Resource competition in Three-gene-motif & Emergence of Feed-forward response: A Spatiotemporal Study

TL;DR

This study investigates how resource competition among genes in a three-gene motif influences feed-forward responses, revealing emergent behaviors, pattern formation, and transient dynamics in spatiotemporal gene expression models.

Contribution

It introduces a resource competition framework into the three-gene feed-forward loop model, uncovering novel emergent responses and pattern formations not explained by traditional models.

Findings

Resource competition induces indirect regulation among genes.

Characteristic response delays and pulse generation are observed.

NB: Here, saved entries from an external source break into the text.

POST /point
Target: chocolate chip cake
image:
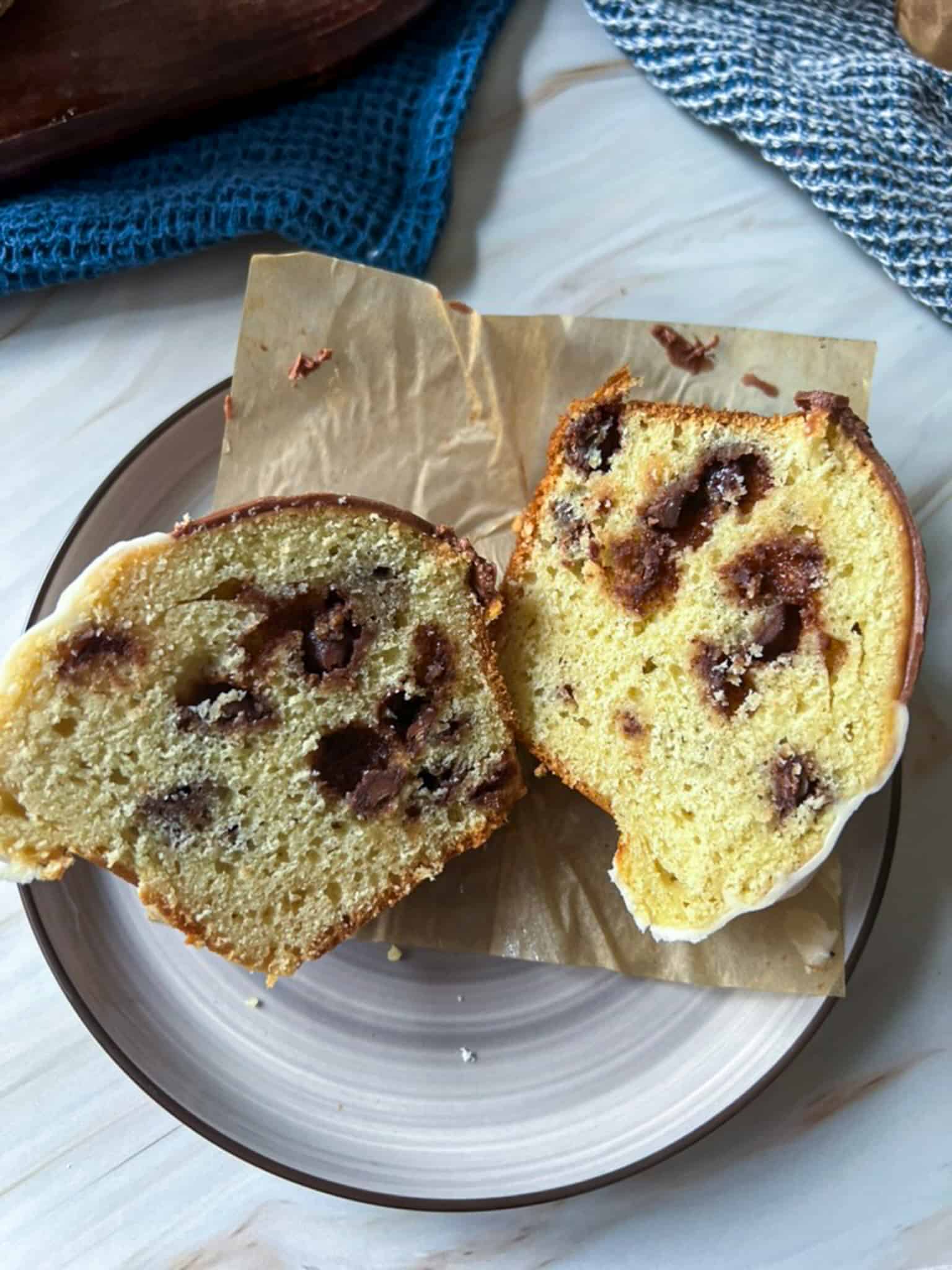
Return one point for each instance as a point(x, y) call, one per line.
point(712, 623)
point(276, 722)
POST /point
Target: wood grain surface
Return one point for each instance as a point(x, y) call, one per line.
point(77, 75)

Pattern formation occurs under concentration gradients in cellular arrangements.

Abstract

Feed-forward dynamics, which is well-known to have several important implications in nonlinear dynamical systems, frequently occurs in gene expression motifs, and has been well explored experimentally and mathematically. However, dependency of the components of a genetic circuit upon its host, due to the requirement for resources like ribosome, ATP, transcription factors, tRNA, etc., and related effects are of utmost importance, which is commonly ignored in mathematical models. In a resource-limited environment, two apparently unconnected genes can compete for resources for their respective expression and may exhibit indirect regulatory connection; an emergent response thus arises in the system completely because of resource competition. In this work, we have shown how the responses of the feed-forward loop (FFL), a well-studied regulatory genetic motif, can be recreated considering the resource competition in a three-gene pathway. Exploring the genetic system with temporal as well as spatiotemporal stability analysis, interesting transient and steady-state responses have been observed. The genetic motifs explored in this paper show many of the characteristic features of the conventional FFL structure, like response delay and pulse generation. Most interestingly, in a two-dimensional cellular arrangement, characteristic pattern formation under a concentration gradient of input signals have also been observed. This study pinpoints a larger area of research and exploration in synthetic and cellular systems, which will reveal novel controlling ideas and unique behavioral changes in the system for its context dependencies.